En Allemagne, la pauvreté a commencé à augmenter en 2005 suite à la mise en place des lois Hartz qui ont eu pour effet de paupériser à la fois les chômeurs et une partie des travailleurs à bas salaires. Donc  entre 2005 et 2008, le taux de pauvreté en Allemagne a augmenté de plus de 2% alors qu'il était sur cette période stable en France.


Le modèle de réussite récent, en Allemagne, s'est appuyé sur un développement très important de toute une économie à bas salaires et d'emplois qu'on a appelé les emplois à un euro, les mini-jobs. C'est donc l'État allemand qui, au contraire de la lutte contre la pauvreté, a encouragé le développement de cette économie à bas salaires.


Il y a une grosse partie de l'augmentation de la pauvreté en Allemagne qui s'explique par une assurance chômage qui est devenue beaucoup moins généreuse.


Auparavant, les chômeurs allemands avaient accès à une indemnisation chômage relativement généreuse et pour lutter contre le chômage de longue durée, on a réduit la durée d'indemnisation et rendu l'indemnisation beaucoup moins généreuse pour inciter les gens à prendre des emplois moins bien payés.


D’après Eurostat, au cours des six dernières années, le taux de pauvreté, mesuré au seuil de 60 % du revenu médian, a augmenté de 3,6% en Allemagne, augmentation quatre fois plus importante que celle observée en France (0,9 point).


En 2011, malgré la forte baisse du chômage et un différentiel important avec la France, le taux de pauvreté en Allemagne se situe à 1,8 point au-dessus – soit plus de 11 % de plus – de celui observé en France.


D'autre part, le Rapport annuel sur la répartition des richesses en Allemagne a, d’après le quotidien "Süddeutsche Zeitung", été fortement remanié par le gouvernement pour donner une image moins inégalitaire du pays.


C’est ainsi que les deux versions consultées par le journal munichois diffèrent dès l’introduction.
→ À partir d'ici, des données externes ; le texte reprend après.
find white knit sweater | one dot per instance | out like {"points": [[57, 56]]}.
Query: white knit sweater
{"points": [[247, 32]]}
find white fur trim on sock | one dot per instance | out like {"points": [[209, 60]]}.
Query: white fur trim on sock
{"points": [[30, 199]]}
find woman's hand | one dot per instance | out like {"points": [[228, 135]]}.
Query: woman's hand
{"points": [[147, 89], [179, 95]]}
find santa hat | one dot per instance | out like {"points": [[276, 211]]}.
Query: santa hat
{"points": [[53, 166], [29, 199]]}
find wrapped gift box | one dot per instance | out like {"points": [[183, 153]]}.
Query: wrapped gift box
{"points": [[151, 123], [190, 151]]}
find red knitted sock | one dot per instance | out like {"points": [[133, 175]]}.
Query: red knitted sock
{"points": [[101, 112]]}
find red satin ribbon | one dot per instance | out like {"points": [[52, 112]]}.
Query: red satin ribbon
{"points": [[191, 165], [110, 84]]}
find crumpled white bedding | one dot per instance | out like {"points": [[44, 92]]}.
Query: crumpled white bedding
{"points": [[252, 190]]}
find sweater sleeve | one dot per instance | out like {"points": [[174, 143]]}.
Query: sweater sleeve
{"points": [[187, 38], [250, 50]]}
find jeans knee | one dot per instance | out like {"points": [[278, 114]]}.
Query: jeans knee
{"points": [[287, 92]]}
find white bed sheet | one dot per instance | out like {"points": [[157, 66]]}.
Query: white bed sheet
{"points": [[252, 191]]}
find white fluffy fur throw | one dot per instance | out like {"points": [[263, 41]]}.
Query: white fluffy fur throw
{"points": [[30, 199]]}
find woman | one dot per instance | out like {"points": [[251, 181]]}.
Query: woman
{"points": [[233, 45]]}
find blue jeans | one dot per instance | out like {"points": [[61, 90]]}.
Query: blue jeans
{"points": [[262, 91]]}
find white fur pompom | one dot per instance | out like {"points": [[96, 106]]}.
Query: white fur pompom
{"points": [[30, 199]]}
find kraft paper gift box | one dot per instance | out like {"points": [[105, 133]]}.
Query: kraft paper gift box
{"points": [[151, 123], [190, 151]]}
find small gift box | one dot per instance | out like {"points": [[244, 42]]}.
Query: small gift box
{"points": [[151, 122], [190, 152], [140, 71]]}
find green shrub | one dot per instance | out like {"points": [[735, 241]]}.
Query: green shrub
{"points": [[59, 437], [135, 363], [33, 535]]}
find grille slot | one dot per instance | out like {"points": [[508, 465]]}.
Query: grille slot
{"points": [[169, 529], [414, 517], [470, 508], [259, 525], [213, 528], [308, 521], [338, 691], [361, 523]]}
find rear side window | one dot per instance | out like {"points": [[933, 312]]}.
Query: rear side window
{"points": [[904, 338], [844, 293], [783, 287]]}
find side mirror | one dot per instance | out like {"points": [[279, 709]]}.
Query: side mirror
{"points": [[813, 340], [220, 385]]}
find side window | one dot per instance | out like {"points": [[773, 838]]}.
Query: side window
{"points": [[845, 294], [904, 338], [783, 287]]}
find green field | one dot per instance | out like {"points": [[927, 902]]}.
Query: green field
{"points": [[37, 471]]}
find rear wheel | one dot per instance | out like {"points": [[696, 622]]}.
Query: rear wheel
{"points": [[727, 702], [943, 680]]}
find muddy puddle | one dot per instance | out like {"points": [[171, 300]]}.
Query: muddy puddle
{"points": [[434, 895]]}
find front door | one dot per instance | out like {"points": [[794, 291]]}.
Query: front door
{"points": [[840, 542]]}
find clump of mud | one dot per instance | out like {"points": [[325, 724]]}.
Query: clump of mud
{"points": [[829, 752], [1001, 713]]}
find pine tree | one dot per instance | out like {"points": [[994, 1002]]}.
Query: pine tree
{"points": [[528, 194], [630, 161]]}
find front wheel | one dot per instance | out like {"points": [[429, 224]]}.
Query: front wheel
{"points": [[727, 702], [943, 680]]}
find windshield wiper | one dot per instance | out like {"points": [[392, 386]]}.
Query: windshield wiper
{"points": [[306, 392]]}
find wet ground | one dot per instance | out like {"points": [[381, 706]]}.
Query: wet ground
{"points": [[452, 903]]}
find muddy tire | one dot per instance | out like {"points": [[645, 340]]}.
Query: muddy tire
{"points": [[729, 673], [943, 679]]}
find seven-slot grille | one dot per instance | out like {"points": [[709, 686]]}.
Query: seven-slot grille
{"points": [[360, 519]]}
Le document original indique que “tandis que les salaires des tranches supérieures de la population ont augmenté, les revenus de ceux qui gagnent le moins ont baissé ces dix dernières années notamment par rapport à l’inflation”. En clair, les inégalités se sont creusées.


La version remaniée tire une conclusion bien différente : elle contrebalance la baisse du pouvoir d’achat par une “’amélioration structurelle du marché du travail”. Le nouveau document se félicite ainsi que davantage de personnes gagnant peu d’argent aient pu trouvé des CDI entre 2007 et 2011...


D’après le "Süddeutsche Zeitung",  certaines données du Rapport ont carrément été effacées. La mention des plus de quatre millions de personnes qui, en 2010, disposaient d'un salaire horaire brut de moins de sept euros a tout simplement disparu. Par comparaison, le smic horaire brut en France est de 9,40 euros.


Il semblerait, en fait, que le texte original soit resté en travers de la gorge du ministre de l’Économie, Philip Rösler, qui appartient au FDP, l’allié libéral de la CDU (parti chrétien-démocrate) d’Angela Merkel. D’après le quotidien "Frankfurter Rundschau", il aurait estimé que "les conclusions du Rapport ne correspondaient pas à l’avis du gouvernement”.